Les voy a pedir que me tengan paciencia al leer este texto pues, por estar en el grupo poblacional de “doñitas”, mi avance en el mundo de las redes sociales fue bastante lento y cauteloso (por no decir súper miedoso). Quienes nacieron con una computadora/celular/iPad, o cualquier primo hermano o pariente lejano, en las manos no tendrán idea de lo que estoy hablando, sin embargo, quienes nos sentamos frente a una computadora con pantalla negra y un pulsante cursor verde a los casi treinta años sabemos del miedo a las pantallas pues lo vivimos en carne propia.

Las computadoras se hacían llamar “personales”, pero, honestamente de personales y amistosas no tenían un pelo. Eran tramposas y lo sorprendían a uno con cualquier mensaje legible solo para expertos en programación. Ante estas apariciones súbitas quedaba uno congelado y con ganas de llorar. ¿Para qué negarlo?

Bien, superado aquel obstáculo y disfrutando de la delicia de la generación de aparatos que hablaban nuestro idioma pudimos, entonces, empezar a incursionar en otros ámbitos, más allá de escribir textos en programas de procesamiento de palabras o llevar el presupuesto familiar en una hoja de cálculo.

Y entonces… chan cha cha chán… cuando ya estábamos cómodos en esta nueva piel llegan las redes sociales a enredarle a uno la vida. Este grupo poblacional de “doñitas y doñitos” es una generación de gente relativamente privada, que comparte intimidades con, valga la redundancia, su círculo íntimo, no con el mundo entero, incluyendo aquellos pobladores que uno ni conoce.

Como hemos aprendido a ser flexibles y de mente abierta, luego de algunas deliberaciones internas nos lanzamos al nuevo universo. ¡Ajá! Mil dudas existenciales plagaron nuestra mente. Nos registramos y no compartimos nada solo miramos lo que pone gente que queremos mucho, pero que tenemos lejos; nos registramos y compartimos alguna que otra cosa aleatoriamente (random en el idioma de hoy); no nos registramos porque puede llegar un maleante cibernético y llevar toda nuestra vida, incluyendo la ropa que llevamos puesta; nos registramos y visitamos las redes ocasionalmente porque no hay tiempo pa´ tanta cosa y finalmente, nos registramos y nos volcamos de cabeza a poner allí nuestra vida y milagro. ¡Qué diablos! A fin de cuenta todo el mundo lo hace y yo soy un ratoncito del universo que a nadie le puede interesar desvalijar.

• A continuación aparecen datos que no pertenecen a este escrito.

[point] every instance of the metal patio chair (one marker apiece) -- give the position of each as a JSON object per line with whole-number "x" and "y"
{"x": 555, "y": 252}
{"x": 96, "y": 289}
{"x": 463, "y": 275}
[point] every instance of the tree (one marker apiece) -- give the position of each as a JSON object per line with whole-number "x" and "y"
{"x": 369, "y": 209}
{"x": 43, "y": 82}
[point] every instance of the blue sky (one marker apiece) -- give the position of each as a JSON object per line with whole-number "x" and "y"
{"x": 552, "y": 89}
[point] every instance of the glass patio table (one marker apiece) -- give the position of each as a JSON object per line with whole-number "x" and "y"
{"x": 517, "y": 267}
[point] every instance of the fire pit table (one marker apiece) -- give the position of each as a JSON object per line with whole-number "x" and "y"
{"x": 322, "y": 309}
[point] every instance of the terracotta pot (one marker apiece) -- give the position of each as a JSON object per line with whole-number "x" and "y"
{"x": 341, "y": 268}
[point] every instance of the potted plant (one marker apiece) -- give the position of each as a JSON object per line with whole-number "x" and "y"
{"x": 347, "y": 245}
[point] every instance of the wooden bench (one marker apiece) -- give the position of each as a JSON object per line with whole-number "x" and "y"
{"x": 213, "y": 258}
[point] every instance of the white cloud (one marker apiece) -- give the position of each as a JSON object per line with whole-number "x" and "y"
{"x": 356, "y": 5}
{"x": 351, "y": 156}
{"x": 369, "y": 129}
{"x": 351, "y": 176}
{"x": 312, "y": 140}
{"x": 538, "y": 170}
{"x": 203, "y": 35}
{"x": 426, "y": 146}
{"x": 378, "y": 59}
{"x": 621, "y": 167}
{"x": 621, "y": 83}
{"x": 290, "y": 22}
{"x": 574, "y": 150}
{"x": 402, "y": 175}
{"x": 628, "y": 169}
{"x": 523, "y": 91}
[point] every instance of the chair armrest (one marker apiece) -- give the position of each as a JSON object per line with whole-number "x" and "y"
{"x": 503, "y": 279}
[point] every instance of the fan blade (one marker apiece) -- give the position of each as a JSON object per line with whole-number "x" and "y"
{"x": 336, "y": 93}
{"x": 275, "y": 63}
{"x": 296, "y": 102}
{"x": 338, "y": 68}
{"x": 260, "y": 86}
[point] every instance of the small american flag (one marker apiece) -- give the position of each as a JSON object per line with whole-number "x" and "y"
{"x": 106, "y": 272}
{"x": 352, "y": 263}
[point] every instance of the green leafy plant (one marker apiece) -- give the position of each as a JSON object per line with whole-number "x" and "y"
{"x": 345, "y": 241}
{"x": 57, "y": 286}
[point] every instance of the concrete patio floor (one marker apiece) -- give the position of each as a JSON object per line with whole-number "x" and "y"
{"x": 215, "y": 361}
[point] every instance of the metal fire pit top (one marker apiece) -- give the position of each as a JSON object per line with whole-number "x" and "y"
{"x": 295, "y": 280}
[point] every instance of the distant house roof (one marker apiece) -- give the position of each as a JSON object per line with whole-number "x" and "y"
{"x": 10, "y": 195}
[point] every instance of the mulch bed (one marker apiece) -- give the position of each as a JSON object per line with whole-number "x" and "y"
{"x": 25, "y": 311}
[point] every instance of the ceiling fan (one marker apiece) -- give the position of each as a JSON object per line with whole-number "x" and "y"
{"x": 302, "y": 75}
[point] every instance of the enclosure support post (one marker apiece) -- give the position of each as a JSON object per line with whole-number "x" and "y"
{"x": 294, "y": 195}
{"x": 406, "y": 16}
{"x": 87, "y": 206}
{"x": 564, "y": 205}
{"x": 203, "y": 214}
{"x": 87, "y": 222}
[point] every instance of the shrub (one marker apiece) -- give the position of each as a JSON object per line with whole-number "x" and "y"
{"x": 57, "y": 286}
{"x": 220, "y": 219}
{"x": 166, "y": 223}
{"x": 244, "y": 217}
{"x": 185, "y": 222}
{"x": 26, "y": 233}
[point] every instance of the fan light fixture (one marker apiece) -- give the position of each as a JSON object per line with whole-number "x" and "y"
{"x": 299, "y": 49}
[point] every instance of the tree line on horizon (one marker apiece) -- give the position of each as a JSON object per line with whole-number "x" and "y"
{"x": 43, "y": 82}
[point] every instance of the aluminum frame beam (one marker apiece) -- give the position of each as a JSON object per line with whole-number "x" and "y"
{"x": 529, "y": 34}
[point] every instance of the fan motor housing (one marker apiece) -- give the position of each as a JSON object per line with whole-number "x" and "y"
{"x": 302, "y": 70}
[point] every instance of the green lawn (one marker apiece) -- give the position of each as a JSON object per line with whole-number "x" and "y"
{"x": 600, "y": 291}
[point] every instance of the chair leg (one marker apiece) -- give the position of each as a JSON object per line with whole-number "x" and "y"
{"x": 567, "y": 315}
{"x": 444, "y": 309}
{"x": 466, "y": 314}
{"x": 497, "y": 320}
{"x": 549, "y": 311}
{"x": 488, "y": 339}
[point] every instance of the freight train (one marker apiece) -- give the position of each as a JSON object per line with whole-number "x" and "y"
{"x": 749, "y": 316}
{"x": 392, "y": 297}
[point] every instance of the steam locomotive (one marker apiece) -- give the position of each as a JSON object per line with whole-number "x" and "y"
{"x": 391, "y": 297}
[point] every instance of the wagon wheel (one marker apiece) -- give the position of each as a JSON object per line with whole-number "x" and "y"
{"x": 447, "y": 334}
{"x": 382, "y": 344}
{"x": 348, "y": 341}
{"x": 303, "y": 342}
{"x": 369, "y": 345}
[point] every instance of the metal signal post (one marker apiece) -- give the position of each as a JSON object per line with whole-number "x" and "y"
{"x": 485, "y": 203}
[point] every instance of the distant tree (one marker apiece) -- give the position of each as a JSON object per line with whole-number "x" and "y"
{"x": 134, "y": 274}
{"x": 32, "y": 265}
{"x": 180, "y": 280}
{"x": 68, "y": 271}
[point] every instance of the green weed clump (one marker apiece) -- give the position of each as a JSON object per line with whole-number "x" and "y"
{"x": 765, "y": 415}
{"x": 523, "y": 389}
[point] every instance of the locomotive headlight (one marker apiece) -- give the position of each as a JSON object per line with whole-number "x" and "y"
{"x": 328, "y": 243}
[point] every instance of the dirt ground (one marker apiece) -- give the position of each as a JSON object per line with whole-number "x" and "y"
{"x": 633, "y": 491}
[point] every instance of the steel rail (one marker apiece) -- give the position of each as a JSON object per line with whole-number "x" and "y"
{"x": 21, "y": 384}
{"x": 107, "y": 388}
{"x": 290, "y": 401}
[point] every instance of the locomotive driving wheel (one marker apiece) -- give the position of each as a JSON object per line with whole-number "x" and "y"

Como ya estamos allí, comenzamos a enterarnos de los traumas que vienen con pertenecer a las redes: que nadie le pone like a mis entradas; que no paso de cinco seguidores a pesar de yo seguir a cinco mil personas; que todas las fotos me quedan feas y tal o cual dichosa aplicación no me deja compartir un pensamiento si no pongo una foto. Ya saben.

Observando este panorama y viendo con detenimiento lo que ocurre a mi alrededor o en las cuentas que veo, me doy cuenta de que cada vez más los participantes se limitan a poner un like de forma casi automática en todas las entradas de las personas a quienes siguen. Comentarios son pocos y muy espaciados. Me pregunto, entonces, si la idea de las redes sociales es promover la comunicación interpersonal por qué predomina la falta de comunicación. Porque, seamos honestos, un like no es un mensaje.

Yo, por acá seguiré elucubrando sobre el tema y se los dejo de tarea a ver si con el jaloncito de piernas empezamos a concluir que tres palabras valen muchísimo más que diez mil likes.